Lenin hated Stalin, and all he stood for. By my reading of Bolshevik history, so did everyone else in Lenin's faction, for many years. Stalin was regarded as no true believer in Marxist political or economic theory, a self-serving autocrat whose only real motivation was power for power's own sake, an opportunist whose chief contribution to the party prior to 1917 had been to rob banks around the old Russian empire to raise money for the party. What made Comrade Stalin unique among his revolutionist peers was his academic training, not in politics or government but rather as a failed seminarian, once pursuing a position in the priesthood of the Russian Orthodox Church.

Long story shortened, when Lenin died of a stroke a few years after the revolutions of 1917 after having seen the new communist regime successfully through a massive and catastrophic civil war which had amounted to another world war following WWI, he left behind a seemingly insoluble vacuum of power in the party.

Socialists, for anyone who ever met a few, are people who despise and distrust each other far more than they do their avowed enemies of the aristocracy or capitalism.
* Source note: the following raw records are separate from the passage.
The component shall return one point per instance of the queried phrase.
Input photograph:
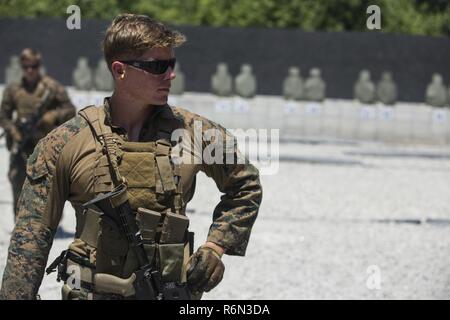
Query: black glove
(205, 270)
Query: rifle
(28, 126)
(145, 283)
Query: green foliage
(422, 17)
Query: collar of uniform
(30, 87)
(163, 111)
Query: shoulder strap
(95, 116)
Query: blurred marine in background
(115, 164)
(29, 110)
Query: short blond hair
(30, 55)
(132, 34)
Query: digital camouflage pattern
(61, 168)
(21, 102)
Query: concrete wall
(340, 55)
(335, 119)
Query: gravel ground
(336, 222)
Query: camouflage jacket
(20, 102)
(60, 169)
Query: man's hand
(48, 121)
(15, 134)
(205, 268)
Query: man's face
(145, 87)
(31, 70)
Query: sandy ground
(336, 222)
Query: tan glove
(205, 270)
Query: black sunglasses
(152, 66)
(32, 66)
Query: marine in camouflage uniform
(69, 164)
(29, 110)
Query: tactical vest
(155, 195)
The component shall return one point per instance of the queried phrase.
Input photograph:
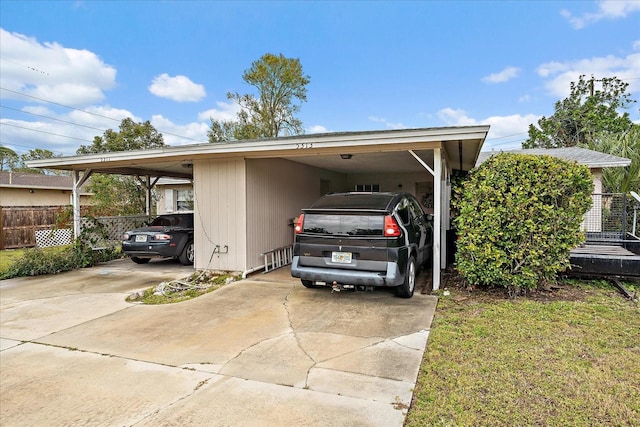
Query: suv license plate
(341, 257)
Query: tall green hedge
(519, 217)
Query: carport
(247, 192)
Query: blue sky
(71, 69)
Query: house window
(369, 188)
(184, 200)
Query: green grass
(569, 359)
(199, 283)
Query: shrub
(519, 217)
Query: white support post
(76, 204)
(148, 201)
(78, 181)
(437, 215)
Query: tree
(627, 145)
(281, 86)
(520, 216)
(132, 136)
(586, 112)
(115, 194)
(8, 158)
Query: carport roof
(379, 151)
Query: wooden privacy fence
(19, 227)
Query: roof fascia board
(304, 143)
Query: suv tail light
(298, 227)
(391, 228)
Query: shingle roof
(590, 158)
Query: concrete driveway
(264, 351)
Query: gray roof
(590, 158)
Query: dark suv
(362, 240)
(168, 235)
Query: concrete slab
(262, 351)
(49, 386)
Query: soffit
(372, 152)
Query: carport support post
(437, 215)
(78, 181)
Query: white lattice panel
(58, 237)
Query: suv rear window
(354, 201)
(350, 225)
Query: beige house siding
(167, 197)
(391, 182)
(220, 214)
(277, 189)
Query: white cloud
(174, 134)
(52, 72)
(226, 111)
(502, 76)
(178, 88)
(387, 123)
(317, 129)
(559, 75)
(607, 9)
(506, 132)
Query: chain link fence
(107, 231)
(610, 218)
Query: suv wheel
(186, 257)
(406, 289)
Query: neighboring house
(30, 204)
(246, 193)
(31, 189)
(174, 195)
(594, 160)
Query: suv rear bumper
(391, 278)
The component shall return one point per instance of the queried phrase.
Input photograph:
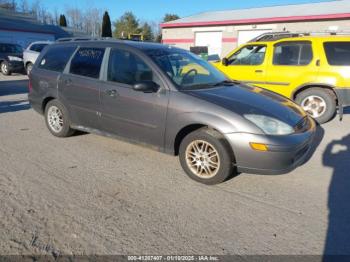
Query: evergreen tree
(63, 21)
(106, 26)
(147, 33)
(125, 25)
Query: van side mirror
(146, 87)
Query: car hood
(242, 99)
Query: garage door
(246, 35)
(213, 40)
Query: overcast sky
(155, 9)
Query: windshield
(185, 69)
(10, 48)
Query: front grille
(303, 125)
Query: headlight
(14, 58)
(269, 125)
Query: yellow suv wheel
(319, 103)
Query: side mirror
(146, 87)
(225, 61)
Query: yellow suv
(313, 71)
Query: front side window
(87, 62)
(248, 55)
(56, 58)
(126, 68)
(338, 53)
(186, 70)
(37, 47)
(292, 53)
(10, 48)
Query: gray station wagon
(172, 101)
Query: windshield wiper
(227, 83)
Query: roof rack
(273, 36)
(72, 39)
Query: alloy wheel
(203, 159)
(314, 105)
(55, 119)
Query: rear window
(338, 53)
(87, 62)
(37, 47)
(56, 58)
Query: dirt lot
(94, 195)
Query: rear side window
(56, 58)
(338, 53)
(87, 62)
(292, 53)
(37, 47)
(127, 68)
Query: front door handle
(68, 82)
(112, 92)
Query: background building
(221, 31)
(23, 29)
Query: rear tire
(206, 157)
(57, 119)
(5, 68)
(319, 103)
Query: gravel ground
(89, 194)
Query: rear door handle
(112, 92)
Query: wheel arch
(183, 132)
(45, 102)
(308, 86)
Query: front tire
(57, 119)
(319, 103)
(206, 157)
(5, 68)
(29, 68)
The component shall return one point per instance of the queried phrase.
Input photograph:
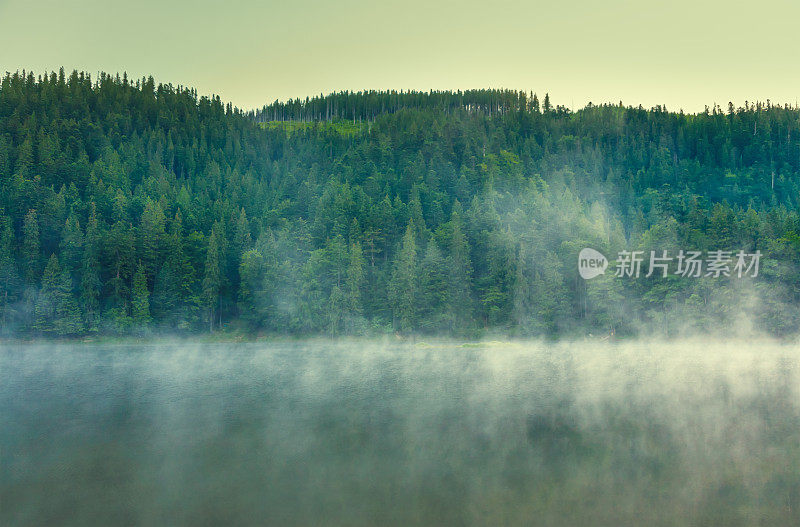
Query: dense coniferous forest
(128, 207)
While various players in the party maneuvered and manipulated to try and rise to the top, Stalin was hatching various schemes based purely on his own malevolent gossip among them, to get them all fighting against each other, while increasingly volunteering for various posts and positions no one else wanted to take up, until within a few years he was in charge of everything, and everyone else realized they had to serve him whether they liked it or not.

Stalin knew that what he needed to sustain his own newfound and increasingly absolute powers by the late 1920s, was not for the party faithful to come to believe in him as its leader, but rather for the 'masses' to regard communism itself as the new religion, in some of the most deeply devout religious civilizations in all Christendom going back centuries, with him not just as its high priest but as its actual God.

It worked. By the time Germany invaded Russia in the summer of 1941, Stalin's position as national godhead was well in place. It had been his own personal fault that his own country had been invaded by the Nazi regime, because he had first signed a treaty with it in 1939 just weeks before Germany's over-running of Poland (with Soviet military aid and a Red Army occupation force capturing eastern Poland by prior agreement days later) and the subsequent outbreak of a second world war, and then allowed his own obsession with the threat to the Soviet far east by Japan to distract him so thoroughly that he simply ignored continuing intelligence reports coming to him from around the world about an obvious German intention to invade Russia. There had actually been high-ranking military, diplomatic and intelligence officials in the Soviet regime who were imprisoned and even executed for daring to suggest that Stalin's new friend Hitler was about to invade their country.

You don't dare run afoul of God. Stalin knew that. And so he became God, and the world suffered incalculably for generations after his death in 1954, for the narcissistic megalomania of one man's obsession with power for its own sake.